Heterodontus francisci (Girard, 1855)
Some 95% of the adult horn shark's diet consists of hard-shelled molluscs (e.g. bivalves and gastropods), echinoderms (e.g. sea urchins) and crustaceans (e.g. crabs, shrimp, and isopods). To crack their shells, the horn shark generates the highest known bite force relative to its size of any shark, well in excess of other measured species such as the spiny dogfish (Squalus acanthias) and the blacktip shark (Carcharhinus limbatus). One study found the average bite force for this species in the wild to be 95 N with a maximum of 135 N, while under experimental conditions sharks could be induced to bite with over 200 N of force. Large horn sharks that feed mainly on sea urchins (particularly the short-spined purple urchin, Strongylocentrotus purpuratus) have their teeth and fin spines stained purple.
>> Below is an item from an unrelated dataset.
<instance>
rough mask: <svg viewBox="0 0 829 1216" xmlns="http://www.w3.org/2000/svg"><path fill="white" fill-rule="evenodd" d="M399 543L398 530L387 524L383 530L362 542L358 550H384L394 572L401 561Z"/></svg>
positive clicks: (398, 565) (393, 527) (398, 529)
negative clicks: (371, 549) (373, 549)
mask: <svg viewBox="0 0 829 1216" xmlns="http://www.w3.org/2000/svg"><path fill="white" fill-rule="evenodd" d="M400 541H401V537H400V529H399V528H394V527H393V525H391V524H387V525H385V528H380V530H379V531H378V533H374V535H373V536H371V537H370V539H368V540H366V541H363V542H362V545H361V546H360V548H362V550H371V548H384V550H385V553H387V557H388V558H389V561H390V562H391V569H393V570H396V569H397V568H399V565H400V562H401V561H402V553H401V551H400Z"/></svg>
Other prey items of adults include peanut worms, sea stars, cephalopods, and small bony fishes. Juveniles feed primarily on polychaete worms, sea anemones, and small clams, and have been known to "pounce" on anemones to bite off tentacles before they can be retracted. Off southern California, horn sharks are known to take advantage of seasonal opportunities. In the summer, diurnally active fishes, in particular the blacksmith (Chromis punctipinnis), are especially abundant and are easily captured at night when they lie dormant. In the winter, the sharks scavenge on market squid (Loligo opalescens), which die by the tens of thousands after their mass spawning event. Horn sharks hunt mainly using their sense of smell. Although electroreception certainly plays a role in locating prey, this species has only 148 ampullae of Lorenzini. This is much fewer than in most other sharks, which may have over 2,000. Like other sharks, the horn shark's teeth are regularly replaced; it takes 4 weeks for a dropped tooth to be replaced.